May 11, 2011

What is Content?

Content is a popular word these days especially on the internet.  The recent AOL-Huffington Post merger markets itself as an acquisition that “will solidify AOL’s strategy of creating a premier content network” with the support of professional journalists and bloggers.  Meanwhile, the Yahoo Contributor Network allows you to “find your audience and earn money by publishing your unique perspectives on Associated Content.”  Indeed, with the pervasion of so many mediums enabling businesses, organizations and individuals to speak their mind, the next logical question is, “okay, now that you have the mic in hand, what are you going to say?”  That’s where our good old friend Content comes along.

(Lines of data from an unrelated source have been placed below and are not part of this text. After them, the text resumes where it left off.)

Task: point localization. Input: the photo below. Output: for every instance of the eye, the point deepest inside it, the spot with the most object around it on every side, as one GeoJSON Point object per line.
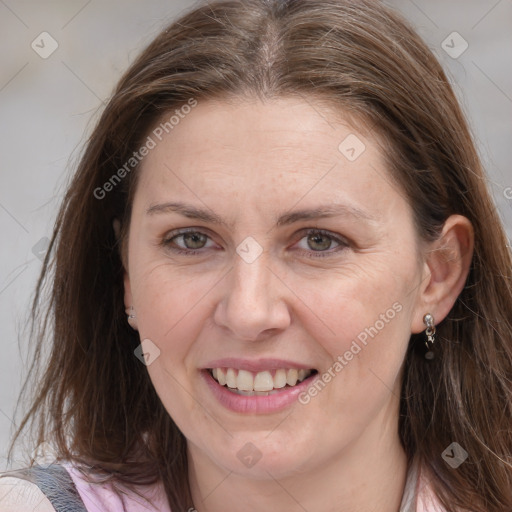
{"type": "Point", "coordinates": [191, 241]}
{"type": "Point", "coordinates": [319, 241]}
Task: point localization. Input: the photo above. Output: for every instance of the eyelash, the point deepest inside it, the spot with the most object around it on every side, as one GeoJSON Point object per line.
{"type": "Point", "coordinates": [343, 244]}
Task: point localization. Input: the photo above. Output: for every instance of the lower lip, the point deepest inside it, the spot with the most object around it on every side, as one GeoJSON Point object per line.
{"type": "Point", "coordinates": [256, 404]}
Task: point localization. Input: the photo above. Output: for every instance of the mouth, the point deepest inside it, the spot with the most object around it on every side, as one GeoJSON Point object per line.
{"type": "Point", "coordinates": [263, 383]}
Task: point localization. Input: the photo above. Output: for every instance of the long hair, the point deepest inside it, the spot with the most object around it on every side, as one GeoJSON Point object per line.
{"type": "Point", "coordinates": [94, 400]}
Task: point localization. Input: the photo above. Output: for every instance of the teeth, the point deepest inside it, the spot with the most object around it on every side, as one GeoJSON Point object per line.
{"type": "Point", "coordinates": [230, 378]}
{"type": "Point", "coordinates": [280, 379]}
{"type": "Point", "coordinates": [245, 381]}
{"type": "Point", "coordinates": [262, 382]}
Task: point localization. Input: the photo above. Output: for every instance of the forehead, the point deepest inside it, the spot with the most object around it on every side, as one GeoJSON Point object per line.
{"type": "Point", "coordinates": [285, 149]}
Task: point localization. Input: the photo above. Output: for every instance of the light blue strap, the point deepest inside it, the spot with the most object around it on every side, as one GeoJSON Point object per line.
{"type": "Point", "coordinates": [56, 483]}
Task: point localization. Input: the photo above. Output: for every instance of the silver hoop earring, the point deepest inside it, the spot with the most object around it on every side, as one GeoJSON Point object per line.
{"type": "Point", "coordinates": [430, 331]}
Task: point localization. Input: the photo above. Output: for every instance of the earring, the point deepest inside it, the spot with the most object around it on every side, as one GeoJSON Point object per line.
{"type": "Point", "coordinates": [430, 331]}
{"type": "Point", "coordinates": [130, 312]}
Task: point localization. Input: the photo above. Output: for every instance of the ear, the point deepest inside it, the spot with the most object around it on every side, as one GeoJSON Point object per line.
{"type": "Point", "coordinates": [128, 298]}
{"type": "Point", "coordinates": [446, 267]}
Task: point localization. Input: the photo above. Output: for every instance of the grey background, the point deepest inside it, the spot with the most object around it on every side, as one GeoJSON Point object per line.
{"type": "Point", "coordinates": [48, 107]}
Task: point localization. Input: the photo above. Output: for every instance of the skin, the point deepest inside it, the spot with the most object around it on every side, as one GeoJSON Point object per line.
{"type": "Point", "coordinates": [250, 162]}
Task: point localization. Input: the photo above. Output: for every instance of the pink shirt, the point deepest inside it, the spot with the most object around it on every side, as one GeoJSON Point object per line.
{"type": "Point", "coordinates": [102, 497]}
{"type": "Point", "coordinates": [417, 497]}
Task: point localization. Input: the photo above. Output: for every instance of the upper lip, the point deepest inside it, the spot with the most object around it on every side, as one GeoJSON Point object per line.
{"type": "Point", "coordinates": [256, 365]}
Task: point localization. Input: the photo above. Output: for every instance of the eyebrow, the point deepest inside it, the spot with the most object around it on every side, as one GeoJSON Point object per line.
{"type": "Point", "coordinates": [331, 210]}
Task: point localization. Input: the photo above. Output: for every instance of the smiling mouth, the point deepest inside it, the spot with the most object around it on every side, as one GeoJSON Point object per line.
{"type": "Point", "coordinates": [269, 382]}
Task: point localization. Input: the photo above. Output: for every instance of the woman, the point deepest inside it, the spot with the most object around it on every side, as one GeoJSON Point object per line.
{"type": "Point", "coordinates": [280, 281]}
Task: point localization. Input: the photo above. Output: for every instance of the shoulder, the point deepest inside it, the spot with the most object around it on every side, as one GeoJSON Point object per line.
{"type": "Point", "coordinates": [19, 495]}
{"type": "Point", "coordinates": [116, 497]}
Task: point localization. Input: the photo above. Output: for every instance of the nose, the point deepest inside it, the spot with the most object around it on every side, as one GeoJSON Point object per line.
{"type": "Point", "coordinates": [253, 306]}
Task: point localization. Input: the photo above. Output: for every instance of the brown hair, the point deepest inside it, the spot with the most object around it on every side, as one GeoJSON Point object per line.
{"type": "Point", "coordinates": [95, 401]}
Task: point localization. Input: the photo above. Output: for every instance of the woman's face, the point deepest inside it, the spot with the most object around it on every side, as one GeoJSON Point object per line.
{"type": "Point", "coordinates": [268, 238]}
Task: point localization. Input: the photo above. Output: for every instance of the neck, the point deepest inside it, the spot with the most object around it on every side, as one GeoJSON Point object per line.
{"type": "Point", "coordinates": [367, 476]}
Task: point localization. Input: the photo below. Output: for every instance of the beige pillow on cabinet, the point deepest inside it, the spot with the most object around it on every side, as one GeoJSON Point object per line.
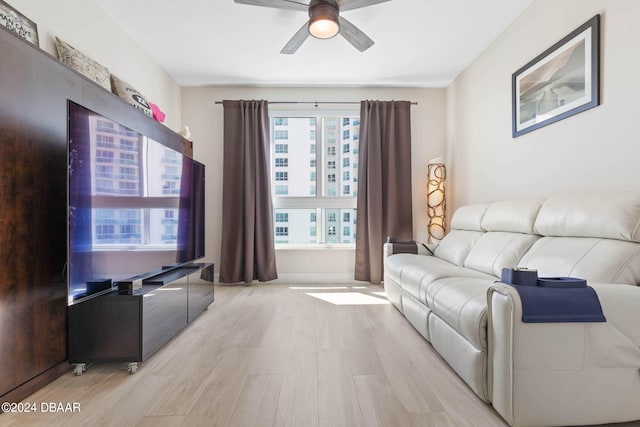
{"type": "Point", "coordinates": [80, 62]}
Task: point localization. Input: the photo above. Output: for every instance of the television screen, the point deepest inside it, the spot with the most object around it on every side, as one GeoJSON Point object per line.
{"type": "Point", "coordinates": [136, 206]}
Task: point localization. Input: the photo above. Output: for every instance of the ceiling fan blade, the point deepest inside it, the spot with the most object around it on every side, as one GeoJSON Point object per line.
{"type": "Point", "coordinates": [354, 35]}
{"type": "Point", "coordinates": [357, 4]}
{"type": "Point", "coordinates": [296, 41]}
{"type": "Point", "coordinates": [277, 4]}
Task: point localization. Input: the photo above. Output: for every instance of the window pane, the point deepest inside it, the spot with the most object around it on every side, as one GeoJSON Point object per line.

1) The things that are held or included in something
2) The substance or material dealt with in a speech, literary work, etc., as distinct from its form or style

Now that we have confirmed what Content is (and you’re probably thinking, duh, I knew that one already, Aron), the next set of questions appear in the form of, 1) What kind of Content to produce? 2) Who is the audience?  And, what is becoming ever more important these days, particularly in the world of writing and publishing, 3) How will the Content reach its intended audience?

With the proliferation of handheld devices and electronics, the third question has taken on an importance like never before.  For centuries, ink and paper were one of the primary mechanisms through which information was shared and while still in a dominant position, the digital word has begun to rise as well with Kindles, iPads, smartphones and other devices enabling readers like never before.  In the publishing world there have typically been standard book sizes, trims, print runs, page counts, etc., but digital print has the potential to change how we view a book and the Content’s shape and form. 

Ten years from now, will we still apply the same concepts of Content for printed books to digital devices?  Will ebooks still be required to have several hundred pages to be considered a book?  Will ebooks even have the term “books” appended to the “e” in the future?  Will they evolve to include different lengths, formats and perhaps include elements of traditional print with interactive media like movies, music, graphics, etc.?  As a partial answer, there are debates taking place about Content vs. Container and which is more important in terms influencing the other.  As an example, a Kindle is considered the Container while the text you’re reading on it is the Content.  The question though is whether or not the Kindle Container is starting to influence the Content read on its screen and which ultimately has a greater impact on the consumer/reader? has a great post about the Content vs. Container argument called, Do Bound Books, eReaders, iPads Determine Content? which in turn inspired my own post.  Diabolicaltoy’s post features a Twitter conversation about this argument along with follow-up commentary and is a great read.

Personally, I’m excited by the potential changes and possibilities held by new digital devices and the Content they can provide, but I’m also not trumpeting doom and gloom for print media by any means.  Like many people, I have shelves at home stacked with all sorts of book, but also enjoy the portability of my Kindle too.  As with many things in life the result will probably be a balance somewhere in between and whether you prefer to curl up in bed at night with a good book or your Kindle, either way your intent is the same: to enjoy the Content on your page or screen regardless of the Container.

What are your thoughts about Content vs. Container?  Do you think digital print will evolve separately from print books into another unique format for experiencing stories?